Bigdata Engineer/developer Resume
OH
PROFESSIONAL SUMMARY:
- 7+ years of extensive hands - on experience in IT industry and including an experience in development using Big Data/Hadoop ecosystem.
- Experience in installation, supporting and managing Hadoop Clusters using Apache Cloudera distributions, Hortonworks and Microsoft Azure Cloud.
- Good experience in processing Unstructured, Semi-structured and Structured data.
- Thorough understanding of the HDFS, Map Reduce framework, Spark framework and Map Reduce Jobs
- Experienced in building highly scalable Big-data solutions using Hadoop and multiple distributions i.e., Horton works and NoSQL platforms
- Hands-on experience on major components in Hadoop Ecosystem including Hive, HBase, Sqoop, Scala, Kafka.
- Ability to move the data in and out of Hadoop RDBMS, No-SQL from various systems using SQOOP and other traditional data movement technologies.
- Good understanding and experienced with HBase Schema design.
- Experience in production environment for Big Data solutions and monitoring the cluster and nightly batch job schedule.
- Worked with TDD and Git, GitHub for source code and Team city for Continuous Integration automating the pipeline and Spark Jobs for Maven Projects.
- Having knowledge on Low Level Design and Use Case Diagrams.
- Experience in Hadoop Distributions like Cloudera, Hortonworks, Azure and experience with Hadoop applications (monitoring, debugging, and performance tuning).
- Having hands on experience in Data Warehousing design and loading tables with large data and can develop the enterprise levels of data.
- Good understanding of Scrum methodologies, Agile methodologies, Test Driven Development and continuous integration
- Analyzed large amounts of data sets to determine optimal way to aggregate and report on it.
- Expertise in developing Spark code using Scala and Spark-SQL/Streaming for faster testing and processing of data and experience with the Spark improving the performance and optimization of the existing algorithms in Hadoop using Spark Context, Spark-SQL, Data Frame, Pair RDD's, Spark, YARN.
- Experienced in importing and exporting data using Sqoop from HDFS to Relational Database and expertise in job workflow scheduling and monitoring tools like Oozie, TWS (Tivoli Workload Scheduler).
- Involve in the integration of the applications with different tools like Team city, GitLab, Bit bucket and JIRA for issues and stories tracking.
- Ability to work independently or in a group with minimal supervision to meet deadlines.
TECHNICAL SKILLS:
Programming Languages: Java, C, C++, SQL, PL/SQL, UML, Python, Scala
HDFS, MapReduce, Yarn, Hive, Spark, Spark: SQL, HBase, Sqoop, Zookeeper, Oozie and TWS
Tools: Maven, log4j, SVN, CVS, GIT, DB Visualizer, Team city, TWS (Tivoli Workload Scheduler), Putty, WinSCP, Hortonworks
IDE s: Eclipse, My Eclipse, IntelliJ
RDBMS: Oracle, MySQL, DB2
Methodologies: Agile Scrum, Waterfall model
Operating Systems: Windows, Linux/Unix.
NoSQL Databases: HBase
WORK EXPERIENCE:
Confidential, OH
Bigdata Engineer/Developer
Responsibilities:
- Developed Spark 2.1/2.4 Scala component to process the business logic and store the computation results of 10 TB data into HBase database to access the downstream web apps using Big SQL db2 database in Apache Hadoop environment by Hortonworks.
- Worked on submitting the SPARK jobs on the cluster with 250 cores size on single node as well as multiple nodes.
- Good understanding on the architectural designs and worked closely with business analyst to grab the business information in order to speed up the challenging processes.
- Created Pipelines in ADF using Linked Services/Datasets/Pipeline/ to Extract, Transform and load data from different sources like Azure SQL, Blob storage, Azure SQL Data warehouse and moving data from on premises to Azure cloud.

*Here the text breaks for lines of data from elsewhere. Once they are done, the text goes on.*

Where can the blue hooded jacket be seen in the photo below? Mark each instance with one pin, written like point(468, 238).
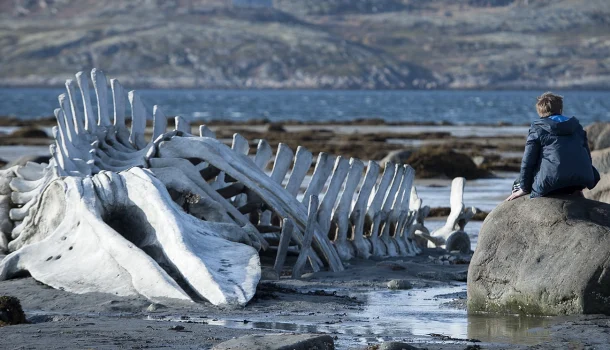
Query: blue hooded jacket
point(556, 156)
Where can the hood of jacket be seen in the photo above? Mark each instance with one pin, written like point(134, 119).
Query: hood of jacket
point(558, 125)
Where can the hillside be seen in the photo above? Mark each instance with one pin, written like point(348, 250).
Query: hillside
point(346, 44)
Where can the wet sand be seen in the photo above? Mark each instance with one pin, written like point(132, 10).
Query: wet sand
point(354, 306)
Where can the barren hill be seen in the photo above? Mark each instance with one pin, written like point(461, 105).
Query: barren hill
point(354, 44)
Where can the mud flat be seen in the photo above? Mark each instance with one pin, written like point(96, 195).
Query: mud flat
point(355, 307)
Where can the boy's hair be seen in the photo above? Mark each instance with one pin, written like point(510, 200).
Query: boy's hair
point(549, 104)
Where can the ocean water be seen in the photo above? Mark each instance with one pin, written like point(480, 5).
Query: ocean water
point(457, 107)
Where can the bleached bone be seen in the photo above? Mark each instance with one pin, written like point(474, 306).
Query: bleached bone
point(391, 246)
point(376, 203)
point(302, 162)
point(312, 213)
point(204, 131)
point(75, 226)
point(281, 165)
point(364, 247)
point(138, 121)
point(328, 203)
point(282, 249)
point(341, 218)
point(182, 125)
point(203, 183)
point(243, 169)
point(400, 217)
point(452, 236)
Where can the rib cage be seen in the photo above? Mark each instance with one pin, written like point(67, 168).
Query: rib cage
point(361, 212)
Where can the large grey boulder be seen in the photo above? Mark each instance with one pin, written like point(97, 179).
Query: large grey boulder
point(279, 342)
point(543, 256)
point(601, 161)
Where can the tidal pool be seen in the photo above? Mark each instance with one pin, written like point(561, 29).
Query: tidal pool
point(422, 315)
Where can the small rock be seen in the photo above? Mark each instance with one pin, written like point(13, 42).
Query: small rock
point(392, 265)
point(460, 276)
point(400, 284)
point(393, 345)
point(269, 275)
point(10, 311)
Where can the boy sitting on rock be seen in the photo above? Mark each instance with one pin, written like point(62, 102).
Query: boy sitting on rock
point(557, 159)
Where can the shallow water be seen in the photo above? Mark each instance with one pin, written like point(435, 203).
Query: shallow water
point(457, 107)
point(408, 315)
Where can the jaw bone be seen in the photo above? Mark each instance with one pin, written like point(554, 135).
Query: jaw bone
point(122, 234)
point(202, 198)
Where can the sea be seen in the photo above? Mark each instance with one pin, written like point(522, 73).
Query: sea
point(450, 107)
point(463, 113)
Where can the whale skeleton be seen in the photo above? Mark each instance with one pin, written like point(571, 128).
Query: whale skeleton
point(178, 215)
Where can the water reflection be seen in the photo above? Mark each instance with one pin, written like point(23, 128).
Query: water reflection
point(412, 314)
point(511, 329)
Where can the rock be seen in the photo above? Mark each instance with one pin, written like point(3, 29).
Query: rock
point(601, 192)
point(392, 265)
point(275, 127)
point(268, 274)
point(601, 160)
point(398, 156)
point(29, 132)
point(279, 342)
point(543, 256)
point(10, 311)
point(29, 158)
point(441, 162)
point(594, 131)
point(394, 345)
point(400, 284)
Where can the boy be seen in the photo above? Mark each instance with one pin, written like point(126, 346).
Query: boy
point(557, 159)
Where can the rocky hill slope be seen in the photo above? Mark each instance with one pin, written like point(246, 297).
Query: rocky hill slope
point(347, 44)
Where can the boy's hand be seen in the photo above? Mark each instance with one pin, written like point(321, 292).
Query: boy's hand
point(516, 195)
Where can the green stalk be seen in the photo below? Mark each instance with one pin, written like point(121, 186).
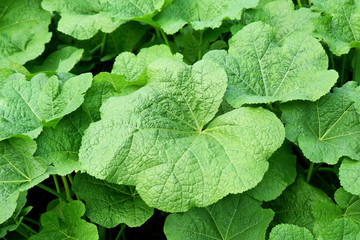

Created activities for data ingestion using Azure data Factory.
- Used ADS Gen2 on top of Blob Storage for storing the data and explored to use Azure Synapse for querying the data for some use cases.
- Developed Json Scripts for deploying the Pipeline in Azure Data Factory (ADF) that processes the data using the Cosmos Activity.
- Used Spark UI to observe the running of a submitted Spark Job at the node level.
- Worked on Putty to run the Spark SQL commands and Spark Jobs and tune the code according to the performance of the job on the Cluster.
- Test the developed modules in the application using Junit Library and Junit testing Framework
- Analyze structured, unstructured data, and file system data and loading the data to HBase tables based on the project requirement using IBM Big SQL with Sqoop mechanism and processing the data using Spark SQL in-memory computation &processing results to Hive, HBase
- Handle importing other enterprise data from different data sources into HDFS using JDBC and Load Hadoop in Big SQL and perform transformations using Spark API to perform necessary transformations and actions on the fly for building the common learner data model which gets the data from upstream in near real time and persists into HBase.
- Working with different file structures with different Hive file formats like Text file, CSV file, Sequence file, Parquet to analyze the data to build data model and reading them from HDFS and processing through parquet files and loading into HBASE tables.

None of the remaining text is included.